Raymond advised practices to be selective in which billing tasks they outsource to ensure they can be handled efficiently and in a way that improves the bottom line.

More Direct Collections From Patients

In recent years, Seefeld said, medical billing companies have had to change their collection practices in light of a rise in high-deductible health plans that has increased health care costs for patients. So in addition to submitting claims to insurance companies, companies often have to seek payment directly from patients. “Collecting money from patients is a totally different situation requiring soft skills and proactive communication along with innovated technology,” Seefeld said. “The old ways of billing and collecting do not work anymore. Much of the work of medical billing used to happen after the appointment. Now, what happens before the appointment can be even more important to prevent issues later.”

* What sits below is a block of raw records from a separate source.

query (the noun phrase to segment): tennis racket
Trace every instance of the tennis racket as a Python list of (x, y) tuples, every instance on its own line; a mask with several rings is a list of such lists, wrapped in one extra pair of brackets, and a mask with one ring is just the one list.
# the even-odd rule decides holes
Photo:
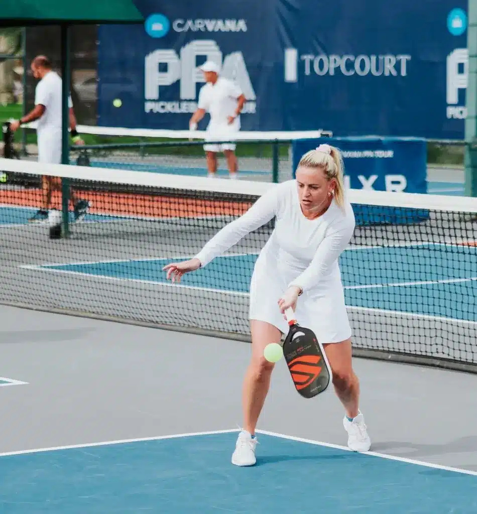
[(298, 324), (291, 308), (286, 309), (285, 314), (289, 329), (283, 343), (283, 354), (291, 379), (302, 396), (313, 398), (329, 384), (329, 364), (315, 334)]

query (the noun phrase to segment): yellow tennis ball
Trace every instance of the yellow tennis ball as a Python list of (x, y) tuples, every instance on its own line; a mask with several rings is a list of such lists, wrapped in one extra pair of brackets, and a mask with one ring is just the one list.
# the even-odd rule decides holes
[(283, 357), (283, 348), (278, 343), (270, 343), (265, 346), (263, 356), (269, 362), (277, 362)]

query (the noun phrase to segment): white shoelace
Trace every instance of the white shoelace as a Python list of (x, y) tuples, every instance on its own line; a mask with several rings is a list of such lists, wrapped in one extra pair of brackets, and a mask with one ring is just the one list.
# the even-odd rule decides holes
[(364, 422), (363, 421), (356, 421), (356, 423), (353, 423), (351, 424), (353, 427), (355, 427), (357, 429), (357, 432), (359, 434), (360, 438), (361, 440), (363, 440), (366, 438), (367, 435), (366, 425), (364, 424)]

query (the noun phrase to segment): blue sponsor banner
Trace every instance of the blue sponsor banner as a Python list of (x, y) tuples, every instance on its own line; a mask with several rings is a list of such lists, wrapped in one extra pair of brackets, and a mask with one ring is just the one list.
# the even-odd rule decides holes
[[(302, 156), (325, 142), (339, 149), (349, 189), (400, 193), (427, 192), (426, 140), (416, 138), (326, 138), (293, 143), (293, 170)], [(424, 210), (353, 205), (358, 225), (409, 223), (427, 218)]]
[(100, 124), (187, 128), (209, 59), (244, 91), (245, 130), (464, 138), (465, 0), (136, 4), (143, 25), (99, 28)]

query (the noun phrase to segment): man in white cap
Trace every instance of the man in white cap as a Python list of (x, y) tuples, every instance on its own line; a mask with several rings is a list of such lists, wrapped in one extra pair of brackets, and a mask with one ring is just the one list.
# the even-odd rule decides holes
[(217, 152), (222, 151), (227, 159), (230, 178), (236, 178), (238, 164), (233, 141), (240, 130), (240, 113), (245, 103), (245, 97), (236, 84), (219, 77), (220, 70), (216, 63), (207, 61), (200, 69), (204, 72), (206, 84), (200, 88), (197, 109), (191, 118), (189, 127), (192, 131), (196, 130), (197, 123), (206, 112), (209, 113), (210, 121), (204, 145), (208, 176), (215, 176)]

Outsourcing of medical billing can limit practices’ ability to work out payment arrangements with patients who are financially strapped. For example, internist David Prelutsky, MD, medical director of Southampton Healthcare in St. Louis, Missouri, noted that with an outside billing company handling collections, he loses flexibility in setting up payment schedules with patients and the option of not pursuing payment from indigent patients. “I don’t like outsourcing billing because I know the patients’ backgrounds and financial status and we don’t go after them, if we know they are poor,” Dr Prelutsky said. “If they are not scammers and they are behind, they visit the billing person and we set them up on a billing system. They can pay as little as $5 a month.”

Areas of Concern

Jacqueline Washington-Todd, executive vice president of revenue cycle management (RCM) at Alta Medical Management in Salt Lake City, Utah, said practices need to consider some important factors when outsourcing medical billing. For example, they could be liable for a billing company’s mistakes. “With any vendor relationship there are risks,” Washington-Todd said. “Although rare, there can be security breaches and HIPAA violations.”

Although violations of HIPAA privacy can happen with in-house billing, the risk is potentially greater and harder to manage when it is outsourced, she said.

Seefeld advised practices to obtain real-time reports from medical billing companies. “Monthly reporting is no longer acceptable, but unfortunately most RCM companies cannot produce real-time actionable metrics that allow the provider to hold them accountable,” Seefeld said. “Some billing companies outsource services to India and other countries, which leads to delays, issues with timely filing of claims and communication barriers.”